Here is a pic of one I did last year. If you look closely at the nib you can see a radial line. I milled  this one out with a 7/32 drill bit. Just a bit to deep. This was the only one I cracked through like that. But it is a narrow margin.


----------



## magpens (Apr 2, 2020)

Brotherdale said:


> Here is a pic of one I did last year. If you look closely at the nib you can see a radial line. I milled  this one out with a 7/32 drill bit. Just a bit to deep. This was the only one I cracked through like that. But it is a narrow margin.


I would not want that to happen. . The Duraclick is an expensive kit to take that risk.


----------



## magpens (Apr 2, 2020)

Brotherdale said:


> The Pilot G2 is a gel ink ballpoint pen.

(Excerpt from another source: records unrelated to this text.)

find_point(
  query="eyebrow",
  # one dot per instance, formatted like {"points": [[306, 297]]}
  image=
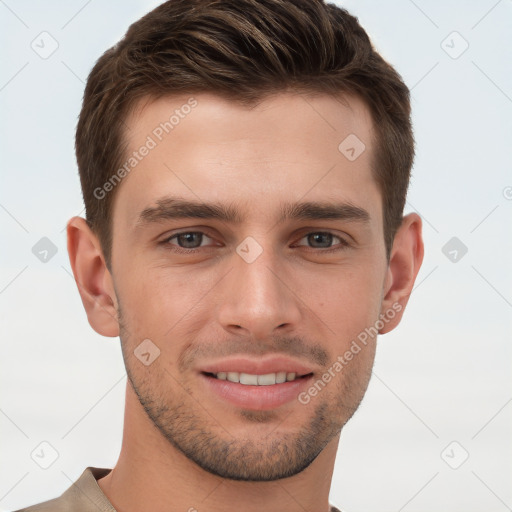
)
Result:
{"points": [[168, 208]]}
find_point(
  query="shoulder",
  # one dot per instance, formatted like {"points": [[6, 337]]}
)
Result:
{"points": [[83, 495]]}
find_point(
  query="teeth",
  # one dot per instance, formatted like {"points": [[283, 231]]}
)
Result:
{"points": [[257, 380]]}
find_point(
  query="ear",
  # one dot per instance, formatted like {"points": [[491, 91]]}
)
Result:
{"points": [[92, 277], [404, 263]]}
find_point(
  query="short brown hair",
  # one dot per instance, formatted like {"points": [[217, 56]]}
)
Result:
{"points": [[243, 50]]}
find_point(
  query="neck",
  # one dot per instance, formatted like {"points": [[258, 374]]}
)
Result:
{"points": [[151, 474]]}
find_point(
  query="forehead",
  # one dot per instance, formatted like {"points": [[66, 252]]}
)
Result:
{"points": [[286, 148]]}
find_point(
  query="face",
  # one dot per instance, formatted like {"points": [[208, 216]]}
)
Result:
{"points": [[247, 246]]}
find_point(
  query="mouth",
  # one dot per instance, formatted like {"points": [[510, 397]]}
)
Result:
{"points": [[257, 392], [248, 379]]}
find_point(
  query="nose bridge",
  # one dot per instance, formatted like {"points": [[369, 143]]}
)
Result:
{"points": [[256, 297]]}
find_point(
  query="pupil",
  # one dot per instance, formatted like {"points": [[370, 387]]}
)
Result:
{"points": [[317, 237], [188, 239]]}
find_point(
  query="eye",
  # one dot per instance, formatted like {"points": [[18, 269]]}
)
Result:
{"points": [[324, 240], [188, 240]]}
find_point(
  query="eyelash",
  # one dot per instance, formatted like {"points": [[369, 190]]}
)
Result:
{"points": [[182, 250]]}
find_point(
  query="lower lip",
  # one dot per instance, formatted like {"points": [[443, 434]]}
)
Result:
{"points": [[257, 398]]}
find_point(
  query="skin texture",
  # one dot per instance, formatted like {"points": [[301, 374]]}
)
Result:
{"points": [[182, 445]]}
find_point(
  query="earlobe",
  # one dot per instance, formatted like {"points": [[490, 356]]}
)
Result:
{"points": [[404, 264], [92, 277]]}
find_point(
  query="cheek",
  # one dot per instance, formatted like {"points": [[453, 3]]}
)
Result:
{"points": [[347, 300], [159, 302]]}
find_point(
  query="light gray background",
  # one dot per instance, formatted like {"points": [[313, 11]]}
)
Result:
{"points": [[444, 375]]}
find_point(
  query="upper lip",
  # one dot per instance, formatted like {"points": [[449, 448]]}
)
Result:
{"points": [[258, 366]]}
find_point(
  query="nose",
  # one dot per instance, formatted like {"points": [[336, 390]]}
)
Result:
{"points": [[258, 298]]}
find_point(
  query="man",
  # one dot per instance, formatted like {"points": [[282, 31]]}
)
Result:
{"points": [[244, 166]]}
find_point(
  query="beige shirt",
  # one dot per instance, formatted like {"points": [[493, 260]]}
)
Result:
{"points": [[85, 495]]}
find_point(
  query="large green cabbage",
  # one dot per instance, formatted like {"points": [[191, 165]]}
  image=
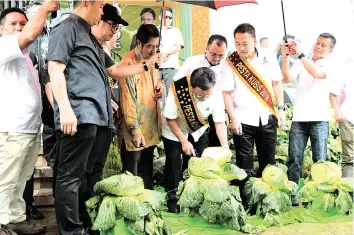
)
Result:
{"points": [[219, 154], [192, 195], [326, 171], [121, 185], [204, 167]]}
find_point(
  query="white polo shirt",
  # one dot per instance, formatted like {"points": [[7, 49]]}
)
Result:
{"points": [[213, 105], [194, 62], [312, 94], [20, 92], [248, 108], [345, 83], [171, 37]]}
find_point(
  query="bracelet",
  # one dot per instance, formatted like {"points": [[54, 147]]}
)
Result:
{"points": [[146, 68], [281, 108], [301, 55]]}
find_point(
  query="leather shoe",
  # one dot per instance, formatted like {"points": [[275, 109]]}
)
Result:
{"points": [[24, 228], [33, 213]]}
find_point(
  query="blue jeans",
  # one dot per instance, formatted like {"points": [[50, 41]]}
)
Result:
{"points": [[298, 137]]}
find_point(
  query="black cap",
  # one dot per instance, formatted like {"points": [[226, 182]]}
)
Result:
{"points": [[111, 13]]}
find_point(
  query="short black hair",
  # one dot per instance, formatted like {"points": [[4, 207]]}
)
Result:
{"points": [[203, 78], [145, 32], [264, 38], [245, 28], [78, 2], [220, 40], [9, 10], [167, 9], [330, 37], [148, 10], [288, 36]]}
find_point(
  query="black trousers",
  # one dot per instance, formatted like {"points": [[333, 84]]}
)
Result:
{"points": [[213, 137], [49, 140], [80, 161], [175, 166], [139, 163], [264, 137]]}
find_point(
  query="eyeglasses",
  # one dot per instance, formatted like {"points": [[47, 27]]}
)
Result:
{"points": [[147, 20], [201, 97], [151, 47], [114, 27], [214, 55]]}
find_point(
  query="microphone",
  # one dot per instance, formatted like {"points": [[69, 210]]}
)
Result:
{"points": [[54, 14]]}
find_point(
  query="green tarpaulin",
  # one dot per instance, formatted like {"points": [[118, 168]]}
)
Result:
{"points": [[198, 225]]}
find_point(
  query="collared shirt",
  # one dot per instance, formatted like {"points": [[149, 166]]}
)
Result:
{"points": [[248, 107], [72, 44], [345, 82], [312, 94], [170, 37], [141, 112], [20, 91], [213, 105], [194, 62]]}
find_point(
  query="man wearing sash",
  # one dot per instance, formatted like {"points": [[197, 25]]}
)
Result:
{"points": [[312, 107], [213, 57], [139, 94], [188, 105], [251, 79]]}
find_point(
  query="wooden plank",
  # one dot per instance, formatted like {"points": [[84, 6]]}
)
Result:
{"points": [[43, 172]]}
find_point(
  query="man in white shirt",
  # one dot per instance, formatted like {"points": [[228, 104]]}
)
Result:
{"points": [[312, 106], [20, 119], [345, 116], [250, 80], [171, 44], [189, 104], [212, 58]]}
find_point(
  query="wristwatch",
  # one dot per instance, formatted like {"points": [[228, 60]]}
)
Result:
{"points": [[281, 108], [301, 55], [145, 66]]}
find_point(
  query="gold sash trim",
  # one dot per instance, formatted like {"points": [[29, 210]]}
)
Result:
{"points": [[187, 107], [253, 81]]}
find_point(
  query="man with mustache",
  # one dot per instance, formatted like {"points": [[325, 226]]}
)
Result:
{"points": [[189, 103], [20, 120], [79, 70], [139, 99], [250, 80], [213, 57], [312, 107]]}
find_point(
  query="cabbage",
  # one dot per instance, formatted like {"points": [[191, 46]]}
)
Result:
{"points": [[326, 171], [121, 185], [204, 167], [131, 208], [107, 214], [192, 195], [221, 155], [154, 198], [231, 172], [255, 190], [275, 177]]}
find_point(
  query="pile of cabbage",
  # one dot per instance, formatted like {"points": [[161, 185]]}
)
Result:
{"points": [[124, 196], [271, 194], [207, 191], [325, 190]]}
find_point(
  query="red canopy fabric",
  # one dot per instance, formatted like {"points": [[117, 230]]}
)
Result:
{"points": [[216, 4]]}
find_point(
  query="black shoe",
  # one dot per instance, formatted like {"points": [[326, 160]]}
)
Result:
{"points": [[33, 213], [294, 202], [24, 228], [175, 210]]}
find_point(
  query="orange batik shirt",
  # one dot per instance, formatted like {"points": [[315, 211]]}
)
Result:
{"points": [[141, 112]]}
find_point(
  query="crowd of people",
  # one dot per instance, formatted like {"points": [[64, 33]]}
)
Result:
{"points": [[70, 92]]}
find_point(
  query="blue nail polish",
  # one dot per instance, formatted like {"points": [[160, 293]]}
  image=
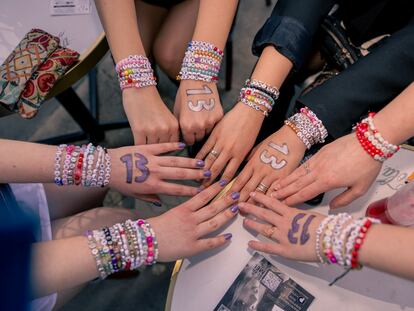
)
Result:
{"points": [[235, 195], [223, 182], [234, 209]]}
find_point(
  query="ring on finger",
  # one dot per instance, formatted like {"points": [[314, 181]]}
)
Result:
{"points": [[262, 188]]}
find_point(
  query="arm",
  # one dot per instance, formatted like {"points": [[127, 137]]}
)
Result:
{"points": [[150, 119], [195, 123]]}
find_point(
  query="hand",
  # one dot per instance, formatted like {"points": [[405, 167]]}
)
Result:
{"points": [[180, 231], [140, 170], [274, 158], [198, 109], [292, 231], [342, 163], [232, 138], [151, 121]]}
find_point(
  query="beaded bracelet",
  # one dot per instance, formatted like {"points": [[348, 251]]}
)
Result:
{"points": [[202, 61], [135, 71]]}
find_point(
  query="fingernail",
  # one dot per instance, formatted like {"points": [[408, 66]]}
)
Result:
{"points": [[235, 195], [223, 182]]}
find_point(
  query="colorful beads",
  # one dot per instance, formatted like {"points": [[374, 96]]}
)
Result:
{"points": [[201, 62]]}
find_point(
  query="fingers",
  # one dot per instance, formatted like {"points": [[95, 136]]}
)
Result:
{"points": [[205, 196], [216, 222], [261, 213], [183, 162], [269, 202], [177, 189], [174, 173], [157, 149], [295, 186], [211, 210], [346, 197], [266, 230], [269, 248], [304, 194], [212, 243]]}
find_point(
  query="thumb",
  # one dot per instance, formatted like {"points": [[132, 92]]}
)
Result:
{"points": [[346, 197]]}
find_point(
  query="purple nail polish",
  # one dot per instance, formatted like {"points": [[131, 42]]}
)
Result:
{"points": [[234, 209], [235, 195]]}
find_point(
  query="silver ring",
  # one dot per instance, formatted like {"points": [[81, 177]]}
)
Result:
{"points": [[262, 188], [214, 153], [306, 167]]}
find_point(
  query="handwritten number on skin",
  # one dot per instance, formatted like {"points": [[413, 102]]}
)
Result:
{"points": [[140, 164]]}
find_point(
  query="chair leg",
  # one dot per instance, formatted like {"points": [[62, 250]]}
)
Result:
{"points": [[81, 115]]}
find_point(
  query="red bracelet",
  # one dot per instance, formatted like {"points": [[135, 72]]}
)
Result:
{"points": [[358, 243]]}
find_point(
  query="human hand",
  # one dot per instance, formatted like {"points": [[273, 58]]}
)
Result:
{"points": [[151, 121], [232, 138], [292, 231], [342, 163], [180, 231], [197, 108], [138, 170], [274, 158]]}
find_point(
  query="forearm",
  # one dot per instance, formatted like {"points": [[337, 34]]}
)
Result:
{"points": [[26, 162], [390, 249], [214, 21], [121, 28], [56, 266], [395, 121]]}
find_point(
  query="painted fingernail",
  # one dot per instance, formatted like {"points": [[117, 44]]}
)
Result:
{"points": [[235, 195], [223, 182], [228, 236]]}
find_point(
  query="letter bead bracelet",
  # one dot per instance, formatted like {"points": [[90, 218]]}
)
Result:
{"points": [[123, 247], [88, 166]]}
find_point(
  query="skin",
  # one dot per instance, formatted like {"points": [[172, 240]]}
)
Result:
{"points": [[161, 169], [256, 171], [235, 134], [67, 262], [381, 243], [344, 163]]}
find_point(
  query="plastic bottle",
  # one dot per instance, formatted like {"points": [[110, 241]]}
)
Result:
{"points": [[397, 209]]}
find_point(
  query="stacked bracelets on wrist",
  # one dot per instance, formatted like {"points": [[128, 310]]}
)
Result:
{"points": [[135, 71], [259, 96], [88, 166], [201, 62], [307, 127], [339, 239], [123, 247], [372, 141]]}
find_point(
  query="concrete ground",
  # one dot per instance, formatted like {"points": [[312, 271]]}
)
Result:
{"points": [[148, 290]]}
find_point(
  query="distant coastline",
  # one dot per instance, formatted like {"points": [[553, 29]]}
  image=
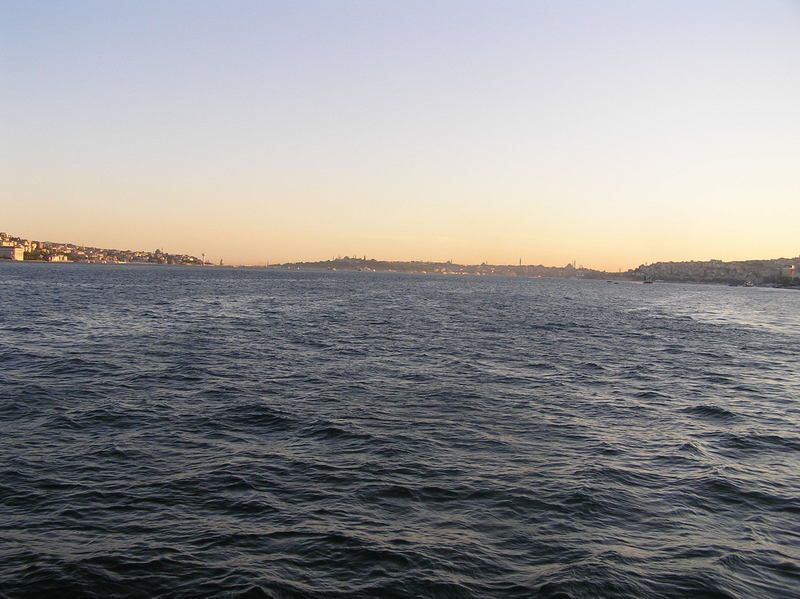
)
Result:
{"points": [[777, 272]]}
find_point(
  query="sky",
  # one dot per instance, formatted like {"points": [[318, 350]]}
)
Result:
{"points": [[610, 133]]}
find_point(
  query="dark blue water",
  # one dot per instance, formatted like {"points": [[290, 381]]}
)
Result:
{"points": [[188, 432]]}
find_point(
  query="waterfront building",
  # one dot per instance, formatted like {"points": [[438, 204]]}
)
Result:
{"points": [[12, 252]]}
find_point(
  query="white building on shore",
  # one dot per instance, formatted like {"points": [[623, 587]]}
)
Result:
{"points": [[12, 252]]}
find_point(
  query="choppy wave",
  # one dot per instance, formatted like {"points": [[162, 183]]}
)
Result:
{"points": [[178, 432]]}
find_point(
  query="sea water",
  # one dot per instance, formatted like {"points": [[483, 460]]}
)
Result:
{"points": [[208, 432]]}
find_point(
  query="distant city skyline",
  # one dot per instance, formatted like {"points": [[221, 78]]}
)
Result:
{"points": [[606, 133]]}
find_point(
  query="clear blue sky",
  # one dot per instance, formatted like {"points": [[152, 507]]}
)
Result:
{"points": [[610, 133]]}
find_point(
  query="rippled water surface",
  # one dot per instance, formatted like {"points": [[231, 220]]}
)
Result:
{"points": [[188, 432]]}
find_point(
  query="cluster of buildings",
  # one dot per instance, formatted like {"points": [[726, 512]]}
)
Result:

The refill is a drop in replacement in almost all rollerball pens. I have bought them at Costco and Amazon.


@Brotherdale 

I don't, at the moment, understand the difference between the so-called "gel ink" in the G2, and the "whatever-ink" in a Parker-style refill.
The G2 is considerably cheaper, so that says one thing ... but it is obviously not the whole story.


----------



## Brotherdale (Apr 2, 2020)

magpens said:


> @Brotherdale
> 
> I don't, at the moment, understand the difference between the so-called "gel ink" in the G2, and the "whatever-ink" in a Parker-style refill.
> The G2 is considerably cheaper, so that says one thing ... but it is obviously not the whole story.


I had some friends request a pen with the G2. So that’s why I made them. Turns out they write as nice as the branded Parker gel refill. Which is what I use in kits I can’t convert.
So basically it’s a cheap nice writing refill that is fairly well known here.


----------



## magpens (Apr 2, 2020)

@Brotherdale 

Got it !! . Thank you !


----------



## Curly (Apr 2, 2020)

Staples has them Mal. Both the pens and refills.


----------



## budnder (Apr 2, 2020)

The G2 refill is the only refill my wife thinks is better than the easy flo 9000. I know they're not the same "kind", but she doesn't know that - all she cares about is the writing experience. The G2 is king of the hill. It's "wetter" than the 9000 and you have to be a little more cautious, I think, in making sure it doesn't touch anything when stored away, as it will wick ink. That's one caution when subbing them into a click pen... if you measure the retract on the store bought units that come with a G2, I think you'll find they retract more than you typically find in a click pen.

I've not had any problems with the G2 and the Schmidt mechanism I used in this kitless pen, and my wife has been using it a lot.


----------